Sentenza di Cassazione Penale Sez. 4 Num. 16377 Anno 2025
Penale Sent. Sez. 4 Num. 16377 Anno 2025
Presidente: COGNOME
Relatore: NOME
Data Udienza: 27/03/2025
lette le conclusioni della Procura generale.
RITENUTO IN FATTO
Con ordinanza del 17 dicembre 2024, la Corte d’Appello di Bari ha accolto la domanda formulata da NOME per la liquidazione dell’equa riparazione dovuta ad ingiusta privazione della libertà personale sofferta dal 18 gennaio 2018 per 363 giorni (di cui gg. 187 di custodia carceraria e gg. 176 di arresti domiciliari), nell’ambito del procedimento penale promosso nei confronti di numerosi soggetti indagati per i reati di cui agli artt. 73 e 74 d.P.R. n. 309/1990, per avere tra il 15 e il 18 ottobre 2016 detenuto, offerto e trasportato in concorso con NOME COGNOME e altri soggetti rimasti ignoti, 10 kg. di sostanza stupefacente tipo marijuana tra l’Italia e l’Albania.

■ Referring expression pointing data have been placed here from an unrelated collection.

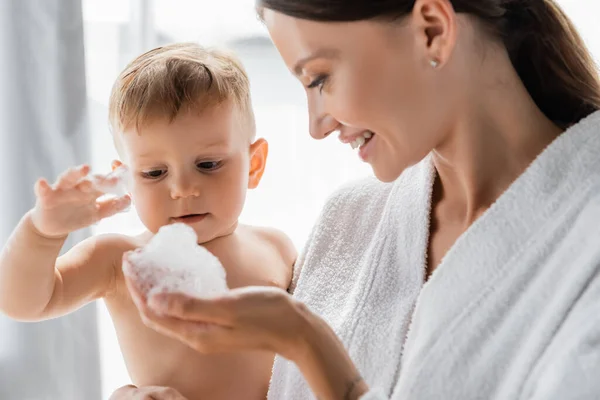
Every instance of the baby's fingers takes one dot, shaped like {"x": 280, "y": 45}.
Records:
{"x": 42, "y": 188}
{"x": 71, "y": 177}
{"x": 110, "y": 207}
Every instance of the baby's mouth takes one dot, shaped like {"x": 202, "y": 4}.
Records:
{"x": 190, "y": 218}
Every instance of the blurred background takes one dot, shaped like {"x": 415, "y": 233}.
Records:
{"x": 59, "y": 60}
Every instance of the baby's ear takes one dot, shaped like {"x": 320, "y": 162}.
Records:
{"x": 116, "y": 164}
{"x": 259, "y": 150}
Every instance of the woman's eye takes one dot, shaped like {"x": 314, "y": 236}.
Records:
{"x": 209, "y": 165}
{"x": 154, "y": 174}
{"x": 319, "y": 82}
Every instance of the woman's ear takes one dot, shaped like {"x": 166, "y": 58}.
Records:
{"x": 259, "y": 150}
{"x": 116, "y": 164}
{"x": 436, "y": 20}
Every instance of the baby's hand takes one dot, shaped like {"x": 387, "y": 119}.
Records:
{"x": 72, "y": 203}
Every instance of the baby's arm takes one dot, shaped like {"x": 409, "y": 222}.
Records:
{"x": 34, "y": 284}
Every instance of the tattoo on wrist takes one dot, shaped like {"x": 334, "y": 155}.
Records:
{"x": 351, "y": 386}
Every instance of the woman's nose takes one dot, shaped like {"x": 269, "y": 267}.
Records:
{"x": 321, "y": 123}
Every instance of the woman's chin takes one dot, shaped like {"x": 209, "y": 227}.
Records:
{"x": 385, "y": 175}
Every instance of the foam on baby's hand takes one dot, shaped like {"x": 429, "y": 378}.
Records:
{"x": 172, "y": 261}
{"x": 119, "y": 188}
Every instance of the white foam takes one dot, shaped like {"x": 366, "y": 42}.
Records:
{"x": 172, "y": 261}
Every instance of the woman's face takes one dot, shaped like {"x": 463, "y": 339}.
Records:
{"x": 370, "y": 80}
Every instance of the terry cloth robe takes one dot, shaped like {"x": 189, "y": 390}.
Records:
{"x": 512, "y": 311}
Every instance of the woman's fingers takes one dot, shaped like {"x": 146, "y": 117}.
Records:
{"x": 110, "y": 207}
{"x": 71, "y": 177}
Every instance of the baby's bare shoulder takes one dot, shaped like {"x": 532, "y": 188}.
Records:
{"x": 277, "y": 245}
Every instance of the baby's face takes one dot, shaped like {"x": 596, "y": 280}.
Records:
{"x": 193, "y": 170}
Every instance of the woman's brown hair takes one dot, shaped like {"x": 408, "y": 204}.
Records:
{"x": 544, "y": 46}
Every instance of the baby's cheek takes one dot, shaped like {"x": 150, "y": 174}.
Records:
{"x": 149, "y": 209}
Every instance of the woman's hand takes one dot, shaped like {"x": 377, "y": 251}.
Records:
{"x": 130, "y": 392}
{"x": 257, "y": 318}
{"x": 250, "y": 318}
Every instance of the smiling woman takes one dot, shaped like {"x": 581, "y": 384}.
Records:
{"x": 302, "y": 187}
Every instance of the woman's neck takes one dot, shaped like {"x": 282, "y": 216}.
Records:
{"x": 487, "y": 148}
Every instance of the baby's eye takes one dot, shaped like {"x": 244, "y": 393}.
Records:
{"x": 153, "y": 174}
{"x": 209, "y": 165}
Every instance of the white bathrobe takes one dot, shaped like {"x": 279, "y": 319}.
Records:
{"x": 512, "y": 312}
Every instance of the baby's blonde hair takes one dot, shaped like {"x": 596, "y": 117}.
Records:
{"x": 178, "y": 77}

Da tali accuse COGNOME era stato prosciolto in grado d’appello dalla Corte di appello di Bari, con sentenza del 10 maggio 2021, divenuta irrevocabile il 21 ottobre 2021, con la formula “per non aver commesso il fatto”.
Contro tale ordinanza il Procuratore generale presso la Corte di appello di Bari ha proposto tempestivo ricorso deducendo un manifesto difetto di motivazione. Secondo il PG ricorrente, l’ordinanza sarebbe errata nella motivazione i perché sarebbe stato violato il principio di autonomia del giudizio di merito rispetto a quello della riparazione e perché la sentenza avrebbe errato nel non qualificare come colpevole il comportamento del COGNOME.

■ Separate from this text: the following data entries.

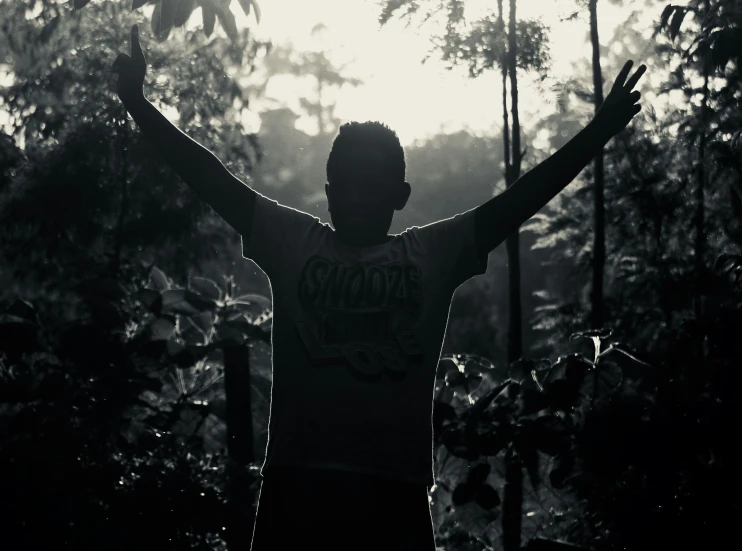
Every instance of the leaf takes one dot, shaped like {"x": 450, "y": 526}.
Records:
{"x": 605, "y": 378}
{"x": 23, "y": 309}
{"x": 723, "y": 49}
{"x": 560, "y": 471}
{"x": 531, "y": 462}
{"x": 257, "y": 9}
{"x": 245, "y": 5}
{"x": 104, "y": 287}
{"x": 48, "y": 29}
{"x": 551, "y": 436}
{"x": 183, "y": 13}
{"x": 159, "y": 279}
{"x": 677, "y": 21}
{"x": 478, "y": 474}
{"x": 226, "y": 18}
{"x": 487, "y": 497}
{"x": 17, "y": 335}
{"x": 209, "y": 17}
{"x": 462, "y": 494}
{"x": 251, "y": 299}
{"x": 174, "y": 302}
{"x": 205, "y": 287}
{"x": 666, "y": 13}
{"x": 161, "y": 329}
{"x": 152, "y": 300}
{"x": 162, "y": 18}
{"x": 442, "y": 414}
{"x": 203, "y": 322}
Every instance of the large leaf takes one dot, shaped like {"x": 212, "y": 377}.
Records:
{"x": 163, "y": 17}
{"x": 17, "y": 335}
{"x": 161, "y": 329}
{"x": 158, "y": 278}
{"x": 183, "y": 301}
{"x": 152, "y": 300}
{"x": 603, "y": 380}
{"x": 205, "y": 287}
{"x": 23, "y": 309}
{"x": 676, "y": 22}
{"x": 183, "y": 13}
{"x": 226, "y": 18}
{"x": 462, "y": 494}
{"x": 105, "y": 287}
{"x": 209, "y": 16}
{"x": 256, "y": 7}
{"x": 487, "y": 497}
{"x": 251, "y": 299}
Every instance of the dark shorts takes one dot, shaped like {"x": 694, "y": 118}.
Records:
{"x": 333, "y": 510}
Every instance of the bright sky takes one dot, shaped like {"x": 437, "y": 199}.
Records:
{"x": 414, "y": 99}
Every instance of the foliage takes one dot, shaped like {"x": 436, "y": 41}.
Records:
{"x": 94, "y": 430}
{"x": 478, "y": 44}
{"x": 91, "y": 192}
{"x": 169, "y": 14}
{"x": 482, "y": 419}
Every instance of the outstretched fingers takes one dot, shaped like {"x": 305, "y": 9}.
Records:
{"x": 621, "y": 78}
{"x": 121, "y": 59}
{"x": 136, "y": 48}
{"x": 636, "y": 76}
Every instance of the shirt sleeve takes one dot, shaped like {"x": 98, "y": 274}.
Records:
{"x": 451, "y": 247}
{"x": 276, "y": 235}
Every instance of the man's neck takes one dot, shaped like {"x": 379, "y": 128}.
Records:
{"x": 365, "y": 241}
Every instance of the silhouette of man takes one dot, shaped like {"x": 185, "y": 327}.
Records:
{"x": 359, "y": 318}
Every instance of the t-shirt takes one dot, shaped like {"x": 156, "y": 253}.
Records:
{"x": 356, "y": 339}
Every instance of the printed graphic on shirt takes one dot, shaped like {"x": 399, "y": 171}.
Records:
{"x": 361, "y": 315}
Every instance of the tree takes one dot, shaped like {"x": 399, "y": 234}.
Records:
{"x": 100, "y": 209}
{"x": 168, "y": 14}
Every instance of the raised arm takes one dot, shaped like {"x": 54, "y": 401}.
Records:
{"x": 503, "y": 214}
{"x": 197, "y": 166}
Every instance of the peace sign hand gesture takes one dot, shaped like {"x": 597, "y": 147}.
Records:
{"x": 131, "y": 70}
{"x": 620, "y": 106}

Con memoria scritta, tempestivamente depositata, il Procuratore Generale della Repubblica presso la Corte di cassazione ha chiesto dichiararsi l’inammissibilità del ricorso.
CONSIDERATO IN DIRITTO
I motivi di ricorso sono manifestamente infondati.
È opportuno evidenziare che l’ordinanza impugnata ha escluso che il COGNOME abbia dato causa, con condotte dolose o gravemente colpose anche extra processuali, al provvedimento restrittivo, che, ad avviso del Procuratore generale ricorrente, sarebbero invece concretizzate dalle frequentazioni ambigue realizzate dall’istante con soggetti coinvolti in traffici illeciti.
In particolare, la Corte d’appello ha sottolineato che il giudice della cognizione, nell’assolvere l’istante, ha escluso, in quanto l’identificazione della polizia giudiziaria era avvenuta confrontando due volti a distanza di mesi dal fatto, che potesse identificarsi con certezza il COGNOME nella persona che, come emerso dall’intercettazione, aveva preso appuntamento con NOME COGNOME e poi lo aveva raggiunto a bordo dell’autovettura utilizzata per lo scambio del carico di
1/.
kg. 10 di marijuana, mentre la sentenza di primo grado aveva ritenuto di poter accertare che la persona in questione fosse il COGNOME perché l’automobile, pur intestata alla sorella, era utilizzata proprio dall’istante, il quale era stat riconosciuto dagli investigatori.
Dunque, posto che il giudice della cognizione ha espressamente escluso l’identificazione della persona a bordo dell’autovettura nell’istante, il giudice della riparazione ha correttamente ritenuto che non potesse essere considerato come rilevante, ai fini della valutazione della colpa grave nella causazione della restrizione in capo al Kertusha, tale condotta.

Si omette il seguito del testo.